Sunday, February 11, 2007

Can you engineer a social network?

Can you engineer a social network? I‘m being quite serious, and I‘ve been getting a lot of mileage of late by asking hard questions. So I ask: Can anyone point to a very effective social network that emerged from some sort of grand organizational strategy? A predetermined plan?

Everyone is pursuing the Holy Grail of hyper-productive social networks. We all want some of that magic for our organizations. Here‘s the rub, I don‘t think you can engineer it. I think you can create the conditions: e.g. being more transparent, flatter, open. You can provide the mechanisms, e.g. the underlying technologies. I don‘t believe you can engineer actual communities, however, and by trying you may be doing more harm than good.

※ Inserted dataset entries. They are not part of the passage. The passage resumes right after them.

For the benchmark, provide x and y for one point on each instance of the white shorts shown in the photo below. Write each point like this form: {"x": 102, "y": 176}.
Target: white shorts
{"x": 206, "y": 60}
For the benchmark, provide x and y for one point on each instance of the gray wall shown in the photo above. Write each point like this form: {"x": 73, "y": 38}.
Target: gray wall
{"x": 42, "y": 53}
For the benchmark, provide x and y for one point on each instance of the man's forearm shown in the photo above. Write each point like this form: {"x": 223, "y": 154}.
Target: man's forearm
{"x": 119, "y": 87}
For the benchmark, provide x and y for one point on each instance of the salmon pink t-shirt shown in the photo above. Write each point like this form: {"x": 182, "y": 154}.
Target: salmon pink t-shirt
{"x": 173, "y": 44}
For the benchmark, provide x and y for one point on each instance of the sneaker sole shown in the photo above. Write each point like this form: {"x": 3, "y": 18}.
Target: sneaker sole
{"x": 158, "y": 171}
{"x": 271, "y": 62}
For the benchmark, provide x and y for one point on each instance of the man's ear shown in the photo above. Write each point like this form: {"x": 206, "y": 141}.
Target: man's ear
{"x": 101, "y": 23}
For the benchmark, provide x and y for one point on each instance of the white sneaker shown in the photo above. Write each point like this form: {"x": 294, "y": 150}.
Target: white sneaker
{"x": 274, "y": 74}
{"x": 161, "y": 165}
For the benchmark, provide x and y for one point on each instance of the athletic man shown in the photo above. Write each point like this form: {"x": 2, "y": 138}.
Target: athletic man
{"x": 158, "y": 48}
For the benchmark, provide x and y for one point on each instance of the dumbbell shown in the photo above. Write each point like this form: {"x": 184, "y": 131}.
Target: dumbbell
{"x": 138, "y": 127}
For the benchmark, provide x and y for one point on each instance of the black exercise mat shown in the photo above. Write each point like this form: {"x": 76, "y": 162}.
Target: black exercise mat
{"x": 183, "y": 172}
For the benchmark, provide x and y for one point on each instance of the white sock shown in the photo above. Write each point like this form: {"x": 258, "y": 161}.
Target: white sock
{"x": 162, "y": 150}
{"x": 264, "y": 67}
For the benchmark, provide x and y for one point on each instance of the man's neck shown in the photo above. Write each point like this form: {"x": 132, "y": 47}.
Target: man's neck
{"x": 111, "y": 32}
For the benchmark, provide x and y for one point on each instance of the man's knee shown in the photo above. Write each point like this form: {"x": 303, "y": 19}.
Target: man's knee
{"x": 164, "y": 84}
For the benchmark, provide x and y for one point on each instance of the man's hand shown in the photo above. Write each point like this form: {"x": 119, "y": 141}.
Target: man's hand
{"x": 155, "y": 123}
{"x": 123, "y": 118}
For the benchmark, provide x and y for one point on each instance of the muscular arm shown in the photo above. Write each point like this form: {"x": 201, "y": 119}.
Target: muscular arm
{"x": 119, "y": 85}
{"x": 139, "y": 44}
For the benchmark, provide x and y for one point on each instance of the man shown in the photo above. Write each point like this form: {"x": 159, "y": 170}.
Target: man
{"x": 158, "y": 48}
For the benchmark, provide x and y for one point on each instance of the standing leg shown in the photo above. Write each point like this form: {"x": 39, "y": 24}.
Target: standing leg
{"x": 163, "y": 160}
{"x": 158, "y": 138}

I‘ve been thinking about this for a long time, but it was Bruno Giussani‘s notes from Lift07 on Stowe Boyd's talk that started me to think on this again, social = me first.

The individual is the new group. The most successful social applications today are those that allow individuals to pursue what they're interested in, and then deal with affiliation and participating in markets. What happens is that the edge dissolves the center. If you allow people to put their interests first, you put power in their hands. People create groupings and affiliate with others based on those interests, and it's really them at the center of this network of people that matters.

There you have it. I‘m waiting to be convinced otherwise.